Right: a bigger vocabulary does shorten token sequences, which lowers the per-token compute and fits more text per context window. Ignored: the embedding table grows with the vocabulary, adding parameters (and memory), and the extra tokens are individually rarer, so the model sees fewer examples of each. It is a genuine trade-off, not a free win, and it is exactly the kind of cost you will learn to quantify in the next lesson’s FLOP-and-memory accounting.

Flashcards

Nine cards. Click any card to reveal the answer. Use the Print flashcards button to lay the set out one card per page for offline review.

Q. What does building an LLM 'from scratch' entail?

Building the whole language-model stack yourself: tokenizer, architecture, loss, optimizer, training loop, plus the systems (kernels, parallelism), scaling laws, data pipelines, evaluation, and post-training that make it efficient and good.

Q. What is the track's through-line?

Efficiency. At every step you account for FLOPs, memory, and whether the hardware is busy. Building an LLM is mostly precise decisions about compute and data.

Q. Why is the tokenizer the model's first component?

A network operates on numbers, not text, so the tokenizer converts text to integer tokens before anything else. Everything downstream, including cost and context limits, is measured in those tokens.

Q. Why not characters or words as tokens?

Characters: tiny vocabulary but enormous sequences (expensive, since cost grows with length). Words: short sequences but an exploding vocabulary and the out-of-vocabulary problem. Subword tokens sit in between.

Q. Why start BPE at the byte level?

Bytes give a 256-token base and make any string representable, so there is no out-of-vocabulary case, the worst case is individual byte tokens. BPE then learns merges on top of the byte base.

Q. What is the BPE training procedure?

Start with bytes; count adjacent token pairs; merge the most frequent pair into a new token and record the rule; repeat to the target vocab size. Output: a vocabulary plus ordered merge rules.

Q. Is BPE training the same as model training?

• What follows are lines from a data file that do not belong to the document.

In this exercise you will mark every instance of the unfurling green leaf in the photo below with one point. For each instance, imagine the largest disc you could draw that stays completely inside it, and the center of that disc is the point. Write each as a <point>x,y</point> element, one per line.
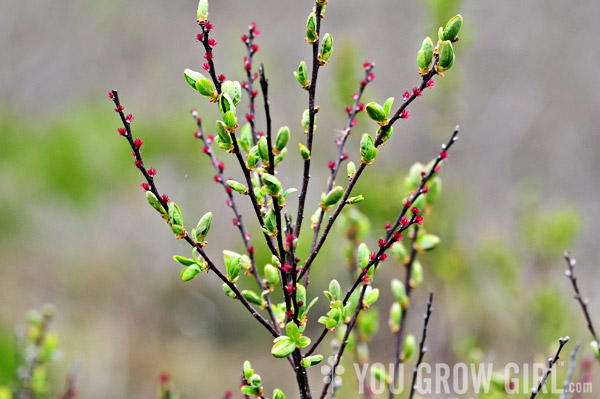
<point>283,136</point>
<point>453,27</point>
<point>311,28</point>
<point>284,346</point>
<point>446,56</point>
<point>375,112</point>
<point>202,10</point>
<point>408,349</point>
<point>203,226</point>
<point>302,76</point>
<point>364,255</point>
<point>236,186</point>
<point>304,152</point>
<point>333,197</point>
<point>271,185</point>
<point>326,49</point>
<point>155,203</point>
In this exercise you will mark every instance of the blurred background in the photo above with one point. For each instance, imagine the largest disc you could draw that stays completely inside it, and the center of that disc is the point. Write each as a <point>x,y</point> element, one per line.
<point>76,232</point>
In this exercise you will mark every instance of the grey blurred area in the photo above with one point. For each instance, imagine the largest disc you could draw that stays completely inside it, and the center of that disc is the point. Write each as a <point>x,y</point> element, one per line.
<point>524,90</point>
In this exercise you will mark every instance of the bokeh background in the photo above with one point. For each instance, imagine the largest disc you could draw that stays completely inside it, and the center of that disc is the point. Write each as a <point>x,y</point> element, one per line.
<point>75,230</point>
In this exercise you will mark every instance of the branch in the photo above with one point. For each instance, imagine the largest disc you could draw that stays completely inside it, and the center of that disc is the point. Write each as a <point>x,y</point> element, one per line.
<point>570,273</point>
<point>352,111</point>
<point>238,221</point>
<point>551,362</point>
<point>397,115</point>
<point>572,364</point>
<point>164,200</point>
<point>311,121</point>
<point>338,356</point>
<point>422,348</point>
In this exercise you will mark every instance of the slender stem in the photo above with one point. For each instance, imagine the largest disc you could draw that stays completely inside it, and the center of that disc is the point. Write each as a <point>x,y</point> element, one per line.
<point>422,348</point>
<point>338,356</point>
<point>238,216</point>
<point>570,273</point>
<point>398,227</point>
<point>311,121</point>
<point>340,153</point>
<point>403,318</point>
<point>378,141</point>
<point>572,364</point>
<point>551,362</point>
<point>164,201</point>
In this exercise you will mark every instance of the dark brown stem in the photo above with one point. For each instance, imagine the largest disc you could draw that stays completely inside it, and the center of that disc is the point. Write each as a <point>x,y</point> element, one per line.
<point>551,362</point>
<point>570,273</point>
<point>238,216</point>
<point>338,356</point>
<point>311,121</point>
<point>138,157</point>
<point>422,348</point>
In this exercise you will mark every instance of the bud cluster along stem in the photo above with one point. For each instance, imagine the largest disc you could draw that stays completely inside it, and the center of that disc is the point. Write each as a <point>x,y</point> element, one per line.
<point>238,220</point>
<point>570,273</point>
<point>352,112</point>
<point>164,201</point>
<point>258,156</point>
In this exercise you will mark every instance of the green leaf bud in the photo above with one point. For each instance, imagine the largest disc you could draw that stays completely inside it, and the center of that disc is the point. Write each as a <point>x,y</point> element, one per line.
<point>155,203</point>
<point>236,186</point>
<point>311,28</point>
<point>375,112</point>
<point>302,76</point>
<point>304,152</point>
<point>409,347</point>
<point>333,197</point>
<point>202,10</point>
<point>284,346</point>
<point>271,185</point>
<point>203,227</point>
<point>326,49</point>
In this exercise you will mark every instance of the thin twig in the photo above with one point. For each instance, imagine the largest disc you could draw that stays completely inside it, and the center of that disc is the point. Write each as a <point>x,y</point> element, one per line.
<point>238,216</point>
<point>570,273</point>
<point>572,364</point>
<point>551,362</point>
<point>422,348</point>
<point>164,202</point>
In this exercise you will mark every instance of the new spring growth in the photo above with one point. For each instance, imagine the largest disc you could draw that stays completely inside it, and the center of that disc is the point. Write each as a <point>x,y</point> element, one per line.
<point>155,203</point>
<point>326,49</point>
<point>176,220</point>
<point>286,344</point>
<point>201,84</point>
<point>425,56</point>
<point>331,198</point>
<point>237,186</point>
<point>302,76</point>
<point>203,228</point>
<point>283,136</point>
<point>271,185</point>
<point>311,28</point>
<point>304,152</point>
<point>368,152</point>
<point>202,11</point>
<point>408,349</point>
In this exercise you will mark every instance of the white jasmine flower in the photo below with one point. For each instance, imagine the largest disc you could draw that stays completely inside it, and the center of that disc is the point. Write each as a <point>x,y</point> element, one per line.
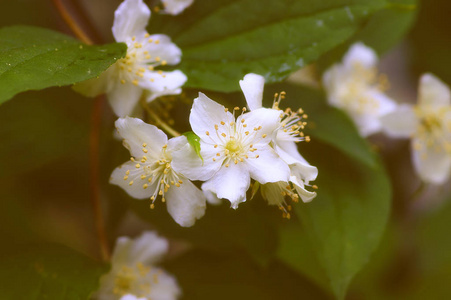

No. It is deterministic statistics over a corpus (count pairs, merge the most frequent), not gradient descent. Same data gives the same tokenizer every time, with no GPU.

Q. What does the vocabulary-size choice trade off?

Larger vocab = shorter sequences (cheaper, more text per context window) but a bigger embedding table (more parameters) and rarer tokens. Smaller is the reverse. A deliberate trade-off, usually tens of thousands.

Q. What does encode vs decode do in a BPE tokenizer?

Encode: split text to bytes and apply the learned merges in order to get token IDs. Decode: look up the IDs and concatenate the bytes back to text. Byte-level means encode-then-decode reproduces the text exactly.